Non dorme, la maestra
gli tappa la bocca con lo scotch

Grosseto: troppo bravo a scuola, i bulli gli mettono la testa nel water
di LAURA MONTANARI e FRANCA SELVATICI



FIRENZE
- Il bambino non dorme: chiacchiera e disturba mentre gli altri fanno il sonnellino. La maestra gli mette uno scotch sulla bocca, così si quieta. Succede in una classe di 23 bambini in una scuola materna a Settignano, sulle colline di Firenze. I genitori, dopo aver atteso invano provvedimenti da parte delle autorità scolastiche, ieri hanno informato con un esposto la procura e il ministro della pubblica istruzione Giuseppe Fioroni.

Cambia la provincia, non il malessere che attraversa la scuola: zona dell'Argentario, nel grossetano, scuola media inferiore. Un ragazzino di 11 anni, timido e bravo, uno di quelli con la pagella affollata di ottimi e distinti, viene trascinato in bagno da tre compagni di altre classi: sputano nel water, lo spingono dentro con la testa e tirano lo sciacquone. Intorno, a guardare e a incitare, altri del branco. Episodi diversi, che fanno però parte di una stessa trama, un disagio che attraversa le scuole, dalle cattedre ai banchi.
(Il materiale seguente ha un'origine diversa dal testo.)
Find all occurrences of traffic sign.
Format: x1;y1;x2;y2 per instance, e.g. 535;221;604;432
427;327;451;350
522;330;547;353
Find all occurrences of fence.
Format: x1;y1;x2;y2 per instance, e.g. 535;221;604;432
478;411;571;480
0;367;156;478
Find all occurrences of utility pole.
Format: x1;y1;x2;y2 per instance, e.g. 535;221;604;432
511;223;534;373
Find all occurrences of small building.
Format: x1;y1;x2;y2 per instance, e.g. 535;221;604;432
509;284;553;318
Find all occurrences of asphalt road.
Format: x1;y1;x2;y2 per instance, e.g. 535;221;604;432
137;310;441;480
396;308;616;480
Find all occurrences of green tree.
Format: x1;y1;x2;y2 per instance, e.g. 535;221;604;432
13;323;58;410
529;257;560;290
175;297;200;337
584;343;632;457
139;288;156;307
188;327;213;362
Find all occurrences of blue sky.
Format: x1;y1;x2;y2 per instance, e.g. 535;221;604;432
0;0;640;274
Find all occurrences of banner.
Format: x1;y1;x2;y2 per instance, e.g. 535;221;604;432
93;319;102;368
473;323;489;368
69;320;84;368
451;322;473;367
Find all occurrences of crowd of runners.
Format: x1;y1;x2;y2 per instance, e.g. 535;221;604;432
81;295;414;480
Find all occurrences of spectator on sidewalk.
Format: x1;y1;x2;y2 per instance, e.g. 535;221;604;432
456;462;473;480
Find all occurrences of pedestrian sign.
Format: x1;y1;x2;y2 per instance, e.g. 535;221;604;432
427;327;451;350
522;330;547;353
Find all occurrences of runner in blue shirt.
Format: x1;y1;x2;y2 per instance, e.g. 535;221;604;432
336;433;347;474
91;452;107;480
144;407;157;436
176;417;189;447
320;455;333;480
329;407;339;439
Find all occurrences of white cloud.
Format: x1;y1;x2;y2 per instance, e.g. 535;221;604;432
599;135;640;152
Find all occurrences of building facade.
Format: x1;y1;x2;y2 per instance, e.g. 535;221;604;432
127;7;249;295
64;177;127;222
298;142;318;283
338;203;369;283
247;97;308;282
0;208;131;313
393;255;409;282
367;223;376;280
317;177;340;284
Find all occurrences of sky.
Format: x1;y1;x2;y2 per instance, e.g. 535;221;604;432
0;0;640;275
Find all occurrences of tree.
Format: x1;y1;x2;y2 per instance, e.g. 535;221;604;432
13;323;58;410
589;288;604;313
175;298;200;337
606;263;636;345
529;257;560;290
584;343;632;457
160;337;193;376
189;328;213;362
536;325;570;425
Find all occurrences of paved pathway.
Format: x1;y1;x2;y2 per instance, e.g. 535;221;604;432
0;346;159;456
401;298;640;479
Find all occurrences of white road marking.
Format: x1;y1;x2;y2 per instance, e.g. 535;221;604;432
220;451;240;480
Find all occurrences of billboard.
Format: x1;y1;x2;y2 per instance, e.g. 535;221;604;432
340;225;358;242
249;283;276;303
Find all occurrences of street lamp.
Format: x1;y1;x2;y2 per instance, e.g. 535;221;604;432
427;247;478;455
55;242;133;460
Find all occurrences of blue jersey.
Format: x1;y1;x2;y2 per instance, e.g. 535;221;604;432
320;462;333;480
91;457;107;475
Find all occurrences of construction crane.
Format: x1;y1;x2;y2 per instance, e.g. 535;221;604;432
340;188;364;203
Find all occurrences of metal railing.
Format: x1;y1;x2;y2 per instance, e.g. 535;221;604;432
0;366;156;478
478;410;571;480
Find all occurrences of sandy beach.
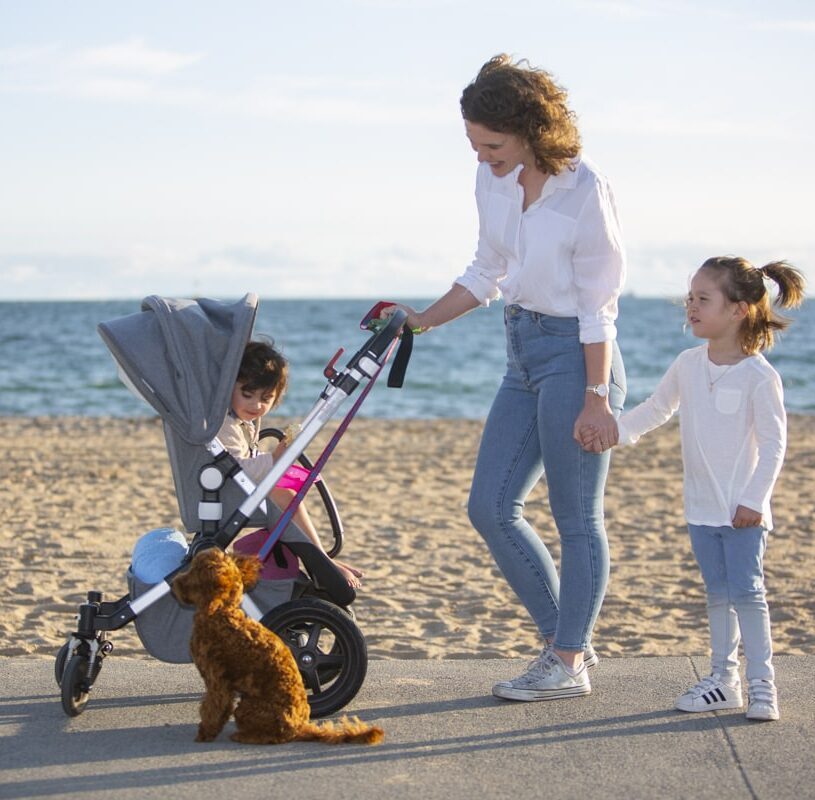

"La maestra era arrabbiata perché chiacchieravo - ha raccontato il piccolo, 4 anni, alla mamma e al padre il 25 ottobre - e allora mi ha messo lo scotch sulla bocca". I compagni, interrogati con tutte le cautele dai genitori, hanno confermato. Il 12 novembre si riuniscono genitori, insegnanti e dirigente scolastico.

La maestra, arrivata da due mesi, ammette difficoltà nel gestire la classe e non nega di aver tappato la bocca al bambino. Spiega però di non averlo fatto "con cattiveria", e "solo per poco" e a "fin di bene". Una madre racconta che sua figlia è tornata a casa con la frangetta tutta tagliuzzata con le forbici dai compagni. La maestra non si è accorta di niente. I genitori si augurano che l'insegnante riesca a migliorare il rapporto con i bambini.

Una madre le chiede perché
non abbia chiesto scusa ai genitori del bambino azzittito con lo scotch. La dirigente scolastica si impegna a tenere sotto osservazione la classe per dieci giorni. Poi deciderà. A distanza di oltre due mesi la maestra resta titolare (anche se in questi giorni è assente). E poiché nessuna comunicazione formale è arrivata dalla scuola, i genitori del bambino hanno deciso di informare la procura e il ministro.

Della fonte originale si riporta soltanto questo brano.